The device operates as follows. . _P

At a certain position of the shaft (the movable unit of the device), the sensor 11 generates a clock pulse, which starts the program generator 12, issuing a pulse to close the contacts 9 and 17, High voltage voltage from the generator 10 is supplied through contacts 9 and inductively coupled windings 7 and 8. Thus the varicap-inductive bridge receives jq pump voltage.
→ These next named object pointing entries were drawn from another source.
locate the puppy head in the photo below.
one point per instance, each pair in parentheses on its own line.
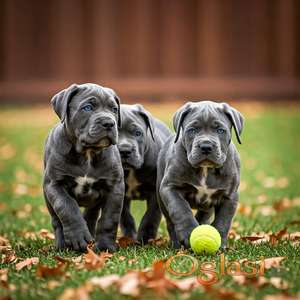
(206,131)
(137,129)
(91,115)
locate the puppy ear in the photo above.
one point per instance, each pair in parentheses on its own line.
(61,101)
(236,119)
(147,119)
(117,99)
(179,117)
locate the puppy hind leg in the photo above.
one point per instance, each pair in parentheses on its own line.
(150,221)
(127,221)
(57,228)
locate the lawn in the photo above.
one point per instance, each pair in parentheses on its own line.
(269,203)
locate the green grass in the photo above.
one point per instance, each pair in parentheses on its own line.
(271,147)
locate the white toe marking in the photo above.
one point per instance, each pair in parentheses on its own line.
(132,184)
(203,190)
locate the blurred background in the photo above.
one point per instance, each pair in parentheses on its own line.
(151,49)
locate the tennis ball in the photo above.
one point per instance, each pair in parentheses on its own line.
(205,239)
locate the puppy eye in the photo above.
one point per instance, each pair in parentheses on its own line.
(88,107)
(221,131)
(138,133)
(192,131)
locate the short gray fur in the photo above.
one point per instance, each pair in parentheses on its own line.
(83,168)
(199,168)
(140,140)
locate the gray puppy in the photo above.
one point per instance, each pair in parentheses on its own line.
(83,167)
(199,168)
(140,140)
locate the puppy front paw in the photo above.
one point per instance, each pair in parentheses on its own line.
(77,239)
(104,245)
(184,236)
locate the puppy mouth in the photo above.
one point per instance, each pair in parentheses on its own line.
(102,143)
(206,163)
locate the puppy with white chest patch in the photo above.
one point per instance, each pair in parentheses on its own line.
(199,168)
(83,168)
(140,140)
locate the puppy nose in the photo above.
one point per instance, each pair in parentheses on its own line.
(125,153)
(108,123)
(206,149)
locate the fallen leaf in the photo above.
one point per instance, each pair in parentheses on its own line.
(59,270)
(53,284)
(286,203)
(129,284)
(80,293)
(104,282)
(28,262)
(224,294)
(273,262)
(44,233)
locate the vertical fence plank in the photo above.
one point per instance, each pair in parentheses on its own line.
(68,33)
(209,31)
(286,37)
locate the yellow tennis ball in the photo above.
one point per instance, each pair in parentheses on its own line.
(205,239)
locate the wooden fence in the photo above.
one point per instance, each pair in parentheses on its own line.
(151,48)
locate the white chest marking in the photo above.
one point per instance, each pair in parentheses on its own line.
(81,182)
(132,184)
(203,190)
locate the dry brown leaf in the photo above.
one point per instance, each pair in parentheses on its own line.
(28,262)
(60,270)
(94,261)
(273,262)
(126,241)
(4,278)
(53,284)
(224,294)
(158,242)
(44,233)
(259,281)
(80,293)
(129,284)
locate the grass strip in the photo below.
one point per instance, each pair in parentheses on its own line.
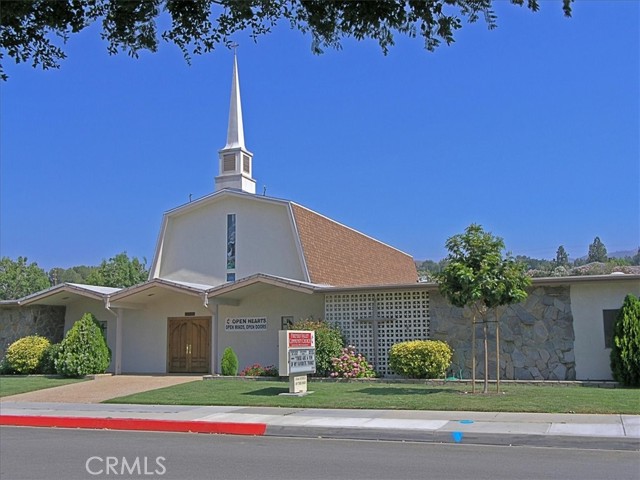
(514,398)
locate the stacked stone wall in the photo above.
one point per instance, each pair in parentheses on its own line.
(536,336)
(17,322)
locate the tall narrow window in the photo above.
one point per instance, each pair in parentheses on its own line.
(609,320)
(246,164)
(231,241)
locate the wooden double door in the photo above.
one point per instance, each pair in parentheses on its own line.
(189,345)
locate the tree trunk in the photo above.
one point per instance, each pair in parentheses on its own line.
(486,356)
(473,354)
(497,352)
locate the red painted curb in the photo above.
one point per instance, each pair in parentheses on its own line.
(193,426)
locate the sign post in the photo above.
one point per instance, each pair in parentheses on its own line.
(297,358)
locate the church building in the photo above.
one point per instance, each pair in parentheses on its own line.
(233,268)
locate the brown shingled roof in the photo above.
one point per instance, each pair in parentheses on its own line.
(340,256)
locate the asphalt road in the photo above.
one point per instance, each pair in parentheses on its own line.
(47,453)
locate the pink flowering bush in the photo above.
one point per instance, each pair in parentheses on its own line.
(351,365)
(257,370)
Being in equilibrium, the bridge goes into imbalance under the influence of the signal received through switch 2. The voltage of the high frequency of the bridge unbalance (a signal proportional to the voltage of the sensor as an analogue of the parameter of the rotating part) is supplied through the rotating capacitors to the amplification unit 15, from the output of which the signal is fed to the synchronous a demodulator 16 and a demodulator 40 output through the closed contacts on an analog storage device 20, which 'remembers' * useful signal corresponding to the rotating component parameter ^1, and rog- 65 rammny generator 10 commands the opening of the contacts 9 and 17.

The next time the rotating block is rotated, the sensor generates a clock pulse, and the program generator generates a control pulse that controls contacts 9,14 and 18. At the same time, a calibration signal from generator 13 is applied to the controlled diagonal of the varicap-inductance bridge. proportional to the sum of the useful and calibrated signals, which after amplification and detection through the contacts 18 is supplied to the storage device 19.

Each of the signals corresponding to the useful signal and the sum of the useful and calibration signals through amplifiers 22 and 21 respectively are supplied to a differential amplifier 23, which selects a useful signal supplied to one of the inputs of the relationship meter 24. A signal from the storage device is supplied to the second input of this relationship meter 19. The output signal is supplied to the meter relationship secondary temperature control and registration unit 25. This signal is free of errors caused by zero offset ^{11 1} 'entire meter first line and the variability of the transmission ratio between the rotating plates of the capacitor and the coil rotating and stationary power circuit varikapnoinduktivnogo bridge.

The proposed device is able to compensate for errors caused by ¹ 'zero shift ¹ ' - the beginning of the reference parameter and changes in the transmission coefficient of the measuring line due to changes in the transfer functions in all possible sections of the signal conversion and as a result the measurement accuracy increases.

Claims (1)

1. USSR author's certificate 591780, cl. G 01 R 13/08, 1976 (prototype).